Sara1954 Fri 28-Jan-22 08:01:58

My husband says he and his brothers were hit with a stick kept by his mother for that purpose.
He doesn’t resent it one bit, says they probably all thoroughly deserved it.
He has only smacked one child on one occasion, and he still brings it up, and so does she!

Iam64 Fri 28-Jan-22 08:12:14

Anniebach

How is it known the majority in prison didn’t come from
anti smacking homes ?

I spoke based on my work life experience. I’ve asked google :
Ministry of Justice research series 4/12. March 2012
The aim was to understand prisoners circumstances and reoffending. It concluded prisoners childhoods and family backgrounds were often problematic. A large minority reported having experienced abuse, experienced/observed violence or bern in care.

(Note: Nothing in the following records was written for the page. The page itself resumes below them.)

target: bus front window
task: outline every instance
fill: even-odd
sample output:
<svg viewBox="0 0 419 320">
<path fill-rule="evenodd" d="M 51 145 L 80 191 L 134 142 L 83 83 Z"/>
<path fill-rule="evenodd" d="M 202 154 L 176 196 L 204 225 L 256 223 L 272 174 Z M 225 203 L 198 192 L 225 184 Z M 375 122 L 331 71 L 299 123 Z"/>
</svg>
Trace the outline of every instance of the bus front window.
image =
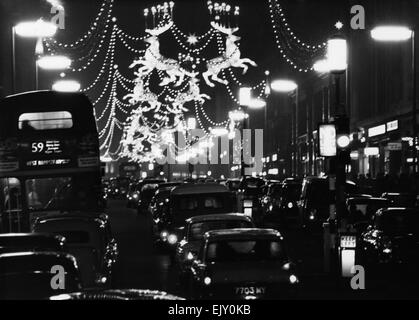
<svg viewBox="0 0 419 320">
<path fill-rule="evenodd" d="M 100 185 L 77 177 L 31 179 L 26 181 L 26 199 L 31 211 L 96 210 Z"/>
<path fill-rule="evenodd" d="M 42 209 L 60 209 L 63 202 L 69 201 L 70 195 L 65 190 L 71 178 L 31 179 L 26 181 L 26 200 L 32 211 Z"/>
<path fill-rule="evenodd" d="M 22 197 L 20 181 L 0 179 L 0 233 L 20 230 Z"/>
</svg>

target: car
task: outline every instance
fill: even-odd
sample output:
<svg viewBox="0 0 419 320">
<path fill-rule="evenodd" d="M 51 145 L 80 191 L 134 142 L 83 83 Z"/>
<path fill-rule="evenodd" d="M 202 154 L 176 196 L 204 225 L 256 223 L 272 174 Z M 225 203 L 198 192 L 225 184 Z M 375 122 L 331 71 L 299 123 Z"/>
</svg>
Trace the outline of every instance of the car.
<svg viewBox="0 0 419 320">
<path fill-rule="evenodd" d="M 68 252 L 66 240 L 46 233 L 0 234 L 0 254 L 13 252 Z"/>
<path fill-rule="evenodd" d="M 354 197 L 346 200 L 346 220 L 360 235 L 368 227 L 375 213 L 391 207 L 391 201 L 383 198 Z"/>
<path fill-rule="evenodd" d="M 298 224 L 301 188 L 302 183 L 296 180 L 272 185 L 268 195 L 262 199 L 264 224 L 279 223 L 281 227 Z"/>
<path fill-rule="evenodd" d="M 228 190 L 232 192 L 237 192 L 240 187 L 240 179 L 227 179 L 225 183 Z"/>
<path fill-rule="evenodd" d="M 184 298 L 157 290 L 118 289 L 118 290 L 85 290 L 61 294 L 49 298 L 51 301 L 68 300 L 185 300 Z"/>
<path fill-rule="evenodd" d="M 112 199 L 123 199 L 129 188 L 130 179 L 127 177 L 112 178 L 109 181 L 108 195 Z"/>
<path fill-rule="evenodd" d="M 118 245 L 104 217 L 70 213 L 38 218 L 33 232 L 66 238 L 68 250 L 80 267 L 85 288 L 109 287 L 118 259 Z"/>
<path fill-rule="evenodd" d="M 144 214 L 147 212 L 148 206 L 153 199 L 159 185 L 157 183 L 146 183 L 142 186 L 140 195 L 137 201 L 137 212 L 138 214 Z"/>
<path fill-rule="evenodd" d="M 357 264 L 369 270 L 370 277 L 417 279 L 419 209 L 380 209 L 357 247 Z"/>
<path fill-rule="evenodd" d="M 346 181 L 345 194 L 357 194 L 357 186 Z M 327 177 L 306 177 L 303 180 L 301 197 L 298 201 L 300 226 L 308 231 L 317 232 L 330 217 L 330 204 L 334 194 L 329 190 Z"/>
<path fill-rule="evenodd" d="M 170 193 L 159 242 L 174 251 L 183 238 L 185 221 L 195 216 L 235 212 L 235 195 L 219 184 L 182 184 Z"/>
<path fill-rule="evenodd" d="M 265 181 L 255 177 L 244 177 L 240 181 L 237 192 L 237 206 L 239 212 L 250 215 L 256 224 L 262 222 L 262 206 L 260 203 L 263 197 Z"/>
<path fill-rule="evenodd" d="M 163 231 L 164 226 L 167 225 L 170 193 L 173 189 L 174 187 L 158 189 L 148 206 L 149 215 L 151 216 L 151 234 L 153 241 L 160 238 L 160 233 Z"/>
<path fill-rule="evenodd" d="M 128 193 L 127 193 L 127 208 L 134 209 L 136 208 L 136 205 L 138 203 L 138 198 L 140 197 L 140 190 L 141 188 L 138 188 L 138 182 L 131 182 L 128 187 Z"/>
<path fill-rule="evenodd" d="M 381 196 L 384 199 L 388 199 L 392 203 L 392 207 L 402 208 L 416 208 L 418 207 L 418 197 L 412 193 L 383 193 Z"/>
<path fill-rule="evenodd" d="M 184 237 L 178 243 L 175 254 L 175 263 L 179 267 L 181 278 L 184 277 L 190 263 L 198 256 L 206 232 L 254 227 L 252 219 L 242 213 L 196 216 L 186 220 Z"/>
<path fill-rule="evenodd" d="M 138 208 L 138 204 L 141 198 L 141 190 L 143 189 L 145 185 L 153 185 L 154 187 L 156 187 L 157 185 L 157 187 L 160 188 L 160 186 L 162 185 L 175 186 L 176 183 L 166 183 L 165 180 L 152 179 L 152 178 L 132 182 L 130 184 L 129 191 L 127 193 L 127 199 L 128 199 L 127 207 L 128 208 L 132 208 L 132 209 Z"/>
<path fill-rule="evenodd" d="M 189 274 L 195 299 L 295 297 L 299 285 L 284 239 L 272 229 L 207 232 Z"/>
<path fill-rule="evenodd" d="M 51 283 L 60 266 L 63 286 Z M 0 300 L 40 300 L 82 290 L 76 259 L 63 252 L 17 252 L 0 254 Z"/>
</svg>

I’m not suggesting a swift smack on the hand or back if legs equates to living with the kind of abuse some posters had to experience. I’m also not suggesting that everyone subjected to abusive behaviour goes on to abuse.
My point was simply that our prisons are overly populated by adults who had traumatic, abusive and neglected childhoods.

Iam64 Fri 28-Jan-22 08:13:49

EllanVannin, the naughty step or chair is often called the thinking step. Used occasionally, It doesn’t banish children for long periods, lock them in cupboards like one of my uncles was.